Abdel-Hussein said some people in the city had threatened him and warned they would "teach me a lesson" for his close ties to the Americans.

But he said he and his wife are better off than they were before the troops came. The Marines pay them each $4 a day to clean the base, a windfall for Abdel-Hussein, who made just $3 a month as a guard at the school before the war.

"We weren't able to eat meat but now my financial status is better. Thank God, we eat the best food," Abdel-Hussein said as he sat on the floor of his small room, smoking a cigarette and drinking tea. "Everyday the Marines come to our house and sometimes they eat with us."

Abdel-Hussein said his four daughters and two sons are spoiled by the troops, who bought a bicycle for every child and constantly give them sweets. The kids love it.

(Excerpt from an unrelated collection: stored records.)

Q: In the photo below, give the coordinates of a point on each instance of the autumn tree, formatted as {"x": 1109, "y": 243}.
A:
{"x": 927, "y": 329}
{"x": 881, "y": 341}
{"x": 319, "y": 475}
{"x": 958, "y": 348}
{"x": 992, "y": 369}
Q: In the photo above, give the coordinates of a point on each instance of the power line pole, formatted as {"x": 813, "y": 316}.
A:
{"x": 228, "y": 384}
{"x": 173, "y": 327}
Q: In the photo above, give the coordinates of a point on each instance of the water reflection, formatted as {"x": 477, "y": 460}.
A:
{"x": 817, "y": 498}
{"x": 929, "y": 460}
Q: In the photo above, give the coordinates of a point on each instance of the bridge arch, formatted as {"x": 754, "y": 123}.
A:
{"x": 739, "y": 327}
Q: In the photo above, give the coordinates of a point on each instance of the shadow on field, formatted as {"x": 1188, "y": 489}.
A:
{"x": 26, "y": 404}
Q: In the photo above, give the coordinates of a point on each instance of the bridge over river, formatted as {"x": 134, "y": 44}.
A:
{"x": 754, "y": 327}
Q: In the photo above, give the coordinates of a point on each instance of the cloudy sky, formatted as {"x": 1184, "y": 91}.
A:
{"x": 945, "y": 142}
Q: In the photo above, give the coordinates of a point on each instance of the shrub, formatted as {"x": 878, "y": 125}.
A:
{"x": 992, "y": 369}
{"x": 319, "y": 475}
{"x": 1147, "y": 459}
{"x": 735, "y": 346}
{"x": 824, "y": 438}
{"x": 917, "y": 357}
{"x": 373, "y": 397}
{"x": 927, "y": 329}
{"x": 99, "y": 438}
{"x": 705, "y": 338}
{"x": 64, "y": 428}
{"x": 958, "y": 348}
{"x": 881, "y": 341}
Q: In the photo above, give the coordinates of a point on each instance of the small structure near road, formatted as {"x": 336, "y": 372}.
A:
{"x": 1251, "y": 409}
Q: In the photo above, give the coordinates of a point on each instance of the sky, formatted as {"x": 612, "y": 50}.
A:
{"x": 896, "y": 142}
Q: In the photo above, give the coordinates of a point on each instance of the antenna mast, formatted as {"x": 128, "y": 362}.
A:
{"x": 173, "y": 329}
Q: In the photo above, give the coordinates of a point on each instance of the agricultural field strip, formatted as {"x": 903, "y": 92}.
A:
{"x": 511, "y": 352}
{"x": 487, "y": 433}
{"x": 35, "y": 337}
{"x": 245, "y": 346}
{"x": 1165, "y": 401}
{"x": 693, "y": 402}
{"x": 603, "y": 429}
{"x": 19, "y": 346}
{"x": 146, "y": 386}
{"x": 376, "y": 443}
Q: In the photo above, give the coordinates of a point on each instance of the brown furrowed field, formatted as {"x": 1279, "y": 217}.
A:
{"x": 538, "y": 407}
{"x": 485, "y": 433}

"I love the Americans because they always play with us, buy us gifts, sweets and bicycles," said Zeinab, 11. "If they ever leave, I will be bored."

As the weather cools down a bit late in the afternoon in Iraq's baking summer, the children go out to the school's ball field to ride their bicycles, or play soccer and volleyball with the troops.

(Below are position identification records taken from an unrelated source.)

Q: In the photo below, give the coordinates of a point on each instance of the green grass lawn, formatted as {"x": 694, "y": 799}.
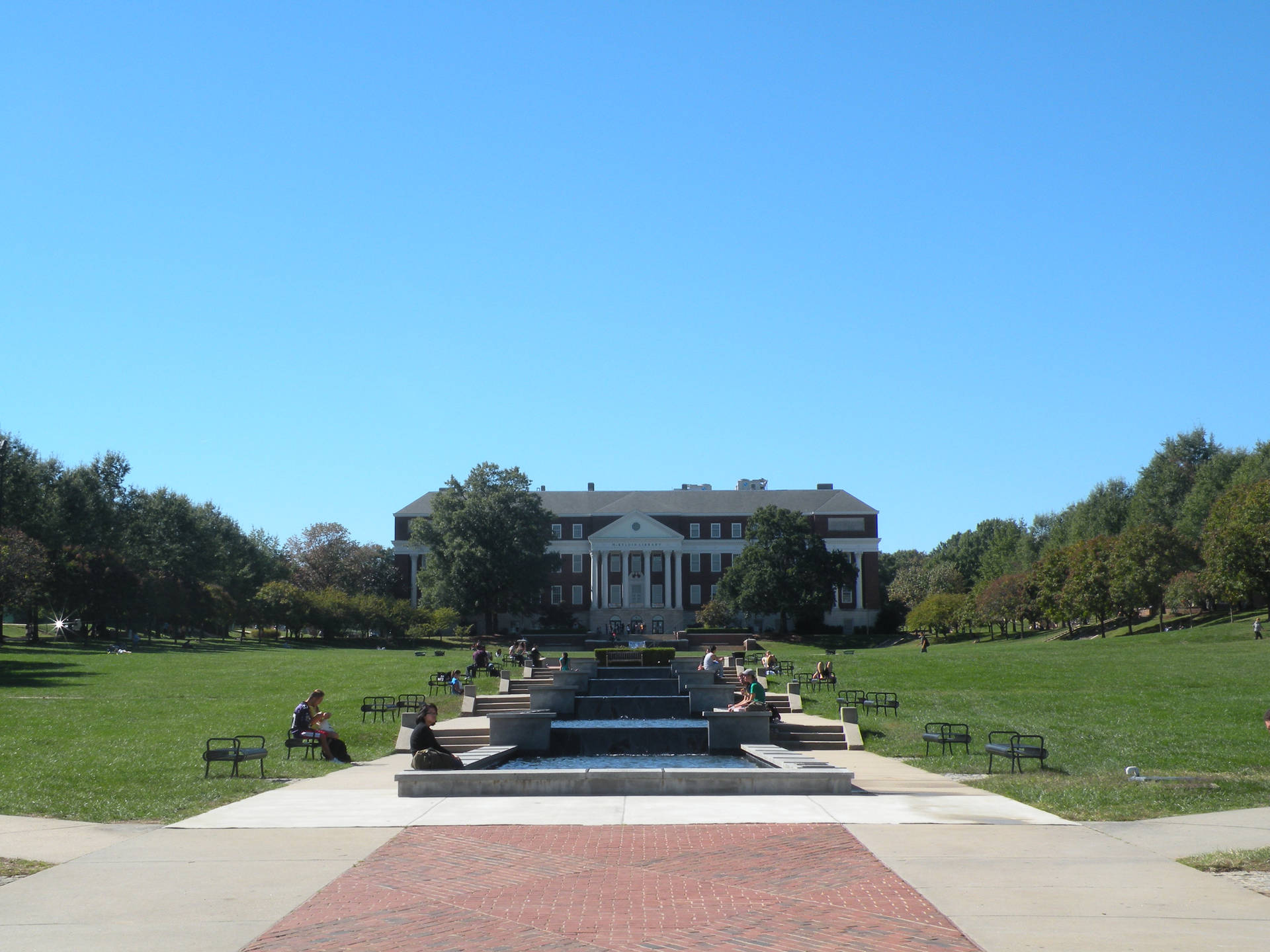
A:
{"x": 95, "y": 736}
{"x": 1173, "y": 703}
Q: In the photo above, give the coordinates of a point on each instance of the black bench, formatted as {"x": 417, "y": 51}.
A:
{"x": 1017, "y": 748}
{"x": 945, "y": 735}
{"x": 232, "y": 750}
{"x": 309, "y": 744}
{"x": 878, "y": 701}
{"x": 379, "y": 706}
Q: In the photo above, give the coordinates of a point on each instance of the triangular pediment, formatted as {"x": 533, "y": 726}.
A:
{"x": 636, "y": 526}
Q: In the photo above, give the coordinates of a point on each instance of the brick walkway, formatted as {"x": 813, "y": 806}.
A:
{"x": 630, "y": 889}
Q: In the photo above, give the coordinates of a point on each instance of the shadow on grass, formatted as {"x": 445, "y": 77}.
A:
{"x": 16, "y": 673}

Abdel-Hussein's son, Zeid, 7, said a U.S. Marine once asked him if he would exchange his bicycle for a military vehicle.

"I said no," Zeid said confidently as he rode his bicycle in the playground.

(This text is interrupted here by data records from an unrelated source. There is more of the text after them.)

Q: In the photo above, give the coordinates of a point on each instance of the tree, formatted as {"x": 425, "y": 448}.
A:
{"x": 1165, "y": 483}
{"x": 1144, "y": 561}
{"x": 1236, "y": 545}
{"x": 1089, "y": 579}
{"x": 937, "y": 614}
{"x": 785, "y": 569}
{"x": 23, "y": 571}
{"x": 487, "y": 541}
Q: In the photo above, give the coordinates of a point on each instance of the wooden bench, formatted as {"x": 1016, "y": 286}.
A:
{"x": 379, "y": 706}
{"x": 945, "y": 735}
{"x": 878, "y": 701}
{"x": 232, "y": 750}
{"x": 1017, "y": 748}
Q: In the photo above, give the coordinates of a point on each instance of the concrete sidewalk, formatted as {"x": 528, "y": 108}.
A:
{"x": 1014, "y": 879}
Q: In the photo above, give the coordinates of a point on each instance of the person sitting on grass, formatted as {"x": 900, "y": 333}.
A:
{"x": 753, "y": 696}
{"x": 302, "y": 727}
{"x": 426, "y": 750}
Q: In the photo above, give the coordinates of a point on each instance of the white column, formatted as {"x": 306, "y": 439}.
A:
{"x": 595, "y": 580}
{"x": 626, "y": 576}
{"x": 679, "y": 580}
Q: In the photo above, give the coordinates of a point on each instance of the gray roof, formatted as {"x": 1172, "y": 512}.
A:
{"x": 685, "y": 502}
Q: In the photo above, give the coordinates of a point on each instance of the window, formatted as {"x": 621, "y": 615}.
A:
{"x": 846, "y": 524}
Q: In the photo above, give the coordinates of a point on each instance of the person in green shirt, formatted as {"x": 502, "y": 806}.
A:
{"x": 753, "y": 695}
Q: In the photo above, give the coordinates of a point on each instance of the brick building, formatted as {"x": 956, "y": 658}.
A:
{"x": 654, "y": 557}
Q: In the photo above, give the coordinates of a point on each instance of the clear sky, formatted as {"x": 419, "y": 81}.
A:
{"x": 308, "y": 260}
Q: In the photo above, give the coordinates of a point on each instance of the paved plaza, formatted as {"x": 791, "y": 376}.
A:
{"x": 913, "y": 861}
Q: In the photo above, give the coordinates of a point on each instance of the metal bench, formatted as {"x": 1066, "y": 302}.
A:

Lance Cpl. Michael Cowles, of Omaha, Neb., said the Marines also enjoy the unusual relationship.

"It has benefited the American forces here because now the Americans live and work intimately with Iraqis. ... We feel we are family with them," he said.

For the Marines' top commander in Karbala, who also lives on the base, the family is a temporary replacement to loved ones the troops left behind.

"The family has been adopted by the entire unit here. I think a lot of the Marines miss their own kids and miss their own families and this family has really acted as a surrogate family for the Marines," said Mathew Lopez of Chicago.